A Guide to Using Colour in Your Workplace Design

Seeing red, being green with envy, feeling blue… Colour and mood are intrinsically linked in the human brain. Colour shapes how we feel, react, and even perform in life. Colour is important, and designing a space with colour in mind is even more important, because on top of giving your office a personalised atmosphere it can directly impact how you conduct business.

In 2007, the American Psychology Association found that giving University students red-coloured enrollee numbers caused their tests to drop by over 20% compared to students shown black or green instead.

Conversely, another study showed that people work more efficiently and with less errors in an aqua or red coloured room than in a bland, white space. Though red was distracting to a lot of participants, some people could screen through it. This was less so for white, which caused everyone to mess up a little.

A drab space drains the life from workers, and vivid colours can play havoc on the minds of people who are susceptible to distraction. There’s no correct choice for any office environment, but once you’ve got the obvious wrong choices ticked off (yellow, for example, is a generally poor choice outside of creative spaces, as it can cause people to lose their temper), it comes down to making the right choice to suit your company.

Colour me surprised


Beats By Dre’s LA offices have a sophisticated working environment. Image via dezeen.

It’s your office, and you’ll need to make it suit your needs. While soft, natural blues and contrasting earthy browns are a strong pick, they suit the evocation of natural elements and a subdued atmosphere – hardly what you’re looking for when selling adventure tours.

Even a usually distracting choice like red can function well in the right circumstance. It’s an active colour, and it raises the blood pressure in short customer-focused interactions, or when you need to appeal to someone’s passion, and a red/white contrasting scheme can bring out both the mundane in red and the excitement in white (think Target or the Salvos).

The most important thing to take away is that your brand comes first. Find an emotion that you want to convey – either to outsiders or to your own staff – and highlight that. Customer-focused and help-oriented? Light blues and soft vanilla are a sure-fire way to calm and relax. Expanding your clothing label into grunge? Drop the neutral, natural tones and get down into the murky depths.

Remember too that your office is your brand. Design in colours that represent you, not just what looks good on paper. One caveat to this is if your company makes large use of distracting and vivid colours on your logo, try going for paler versions of these colours or use them as a contrast against more muted backgrounds to draw the eye.



Google’s Barcelona office showcases textured wooden walls with contrasting feature windows, while being true to the Google brand. Image viadezeen.
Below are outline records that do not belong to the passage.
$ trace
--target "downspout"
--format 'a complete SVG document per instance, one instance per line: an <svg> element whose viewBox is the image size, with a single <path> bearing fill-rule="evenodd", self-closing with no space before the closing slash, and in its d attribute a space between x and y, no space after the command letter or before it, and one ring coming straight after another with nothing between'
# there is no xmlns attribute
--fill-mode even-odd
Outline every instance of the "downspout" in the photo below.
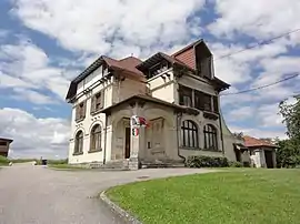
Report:
<svg viewBox="0 0 300 224"><path fill-rule="evenodd" d="M220 109L219 100L218 100L218 104L219 104L218 108L219 108L219 122L220 122L220 133L221 133L221 141L222 141L222 152L223 152L223 155L224 155L224 139L223 139L223 129L222 129L222 121L221 121L221 119L223 119L223 116L221 114L222 112L221 112L221 109Z"/></svg>
<svg viewBox="0 0 300 224"><path fill-rule="evenodd" d="M174 70L173 70L173 80L174 80L174 86L176 86L176 90L177 90L177 88L178 88L178 81L177 81L177 77L174 75ZM177 93L178 93L178 91L176 91L173 94L177 94ZM178 102L176 102L176 104ZM186 157L180 154L180 149L179 149L179 138L180 136L179 136L178 132L179 132L179 125L180 125L180 123L179 123L180 116L182 116L182 112L180 112L180 113L177 112L177 119L176 119L176 122L177 122L177 125L176 125L177 154L178 154L179 157L181 157L183 160L183 163L186 164Z"/></svg>
<svg viewBox="0 0 300 224"><path fill-rule="evenodd" d="M177 112L177 128L176 128L176 134L177 134L177 153L178 153L178 156L181 157L183 160L183 163L186 164L186 157L180 154L180 149L179 149L179 134L178 134L178 131L179 130L178 130L178 126L179 126L179 118L180 116L181 116L181 114L179 114Z"/></svg>
<svg viewBox="0 0 300 224"><path fill-rule="evenodd" d="M107 138L108 136L108 114L106 114L106 132L104 132L104 150L103 150L103 164L107 161Z"/></svg>

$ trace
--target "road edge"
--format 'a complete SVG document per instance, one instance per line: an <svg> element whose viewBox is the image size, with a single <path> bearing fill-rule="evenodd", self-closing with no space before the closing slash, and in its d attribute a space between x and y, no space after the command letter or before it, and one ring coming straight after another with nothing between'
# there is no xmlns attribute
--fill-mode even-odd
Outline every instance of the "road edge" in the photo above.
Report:
<svg viewBox="0 0 300 224"><path fill-rule="evenodd" d="M113 203L107 195L106 191L102 191L99 194L99 198L104 202L114 213L117 213L119 216L123 217L124 220L129 221L132 224L142 224L138 218L129 214L127 211L121 208L119 205Z"/></svg>

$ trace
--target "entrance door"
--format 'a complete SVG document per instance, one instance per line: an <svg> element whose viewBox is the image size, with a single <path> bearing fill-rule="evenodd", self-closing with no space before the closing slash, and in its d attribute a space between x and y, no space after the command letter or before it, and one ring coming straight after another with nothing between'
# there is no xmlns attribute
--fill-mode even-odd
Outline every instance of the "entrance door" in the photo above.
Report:
<svg viewBox="0 0 300 224"><path fill-rule="evenodd" d="M268 169L274 167L273 164L273 152L269 150L264 150L264 159L266 159L266 164Z"/></svg>
<svg viewBox="0 0 300 224"><path fill-rule="evenodd" d="M126 128L126 159L130 157L130 128Z"/></svg>

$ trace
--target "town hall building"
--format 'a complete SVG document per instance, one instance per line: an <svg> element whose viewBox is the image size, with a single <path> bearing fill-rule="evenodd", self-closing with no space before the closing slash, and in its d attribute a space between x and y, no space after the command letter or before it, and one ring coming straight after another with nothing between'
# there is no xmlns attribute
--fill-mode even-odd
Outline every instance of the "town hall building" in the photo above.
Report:
<svg viewBox="0 0 300 224"><path fill-rule="evenodd" d="M220 111L229 84L214 75L213 57L203 40L168 55L141 61L101 55L71 81L69 163L183 164L190 155L237 161L241 141ZM132 116L147 125L131 129ZM249 157L249 156L248 156Z"/></svg>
Colours interplay. It sounds obvious, but contrast makes for dynamic, usable environments. Simply breaking up a space with suitably matchingcolour harmony, or even throwing up a picture, screen, or window creates focal points and helps break the dreaded creep of monotony. Even the best thought out colour-scheme can get to feel more and more drab over time, and breaking up your office into bite-sized chunks can alleviate that perfect blue by taking the load off of its back.

After all, if too much white in the workplace can make workers feel like they’re undergoing sensory deprivation, then do as much as you can to create vibrant backgrounds so as to engage minds and keep the cogs turning – but be careful not to make them too cluttered!

On top of this, strong contrast provides another function – accessibility. A well contrasted showroom floor, or an area where new customers or business associates are expected to navigate, can identify obstacles, provide a natural path through which people are drawn to walk and highlight important facets of the space that can facilitate ease of use.

A right order for things


A colourful installation greets visitors at ‘Moo’s’ office in London, showcasing their playful side. Image via The Chromologist.

Good design is dictated by a strong portfolio, not just one good aspect. Your office setup will dictate how your walls contrast with office furniture, and your office space itself will dictate lighting both natural and artificial (which, in turn, distorts your colours!) A great office colour scheme takes time and multiple iterations and tests before going live with a full coat of paint.

Before even thinking about colour, you’re going to need to scope out your surroundings, prepare a flow-space for movement and accessibility, decide on how to best represent your brand image in your space, and think about how this dictates a mood and an image that you can latch onto. Realistically, by that stage the colour should have all but chosen itself with a basic understanding of colour theory and harmony.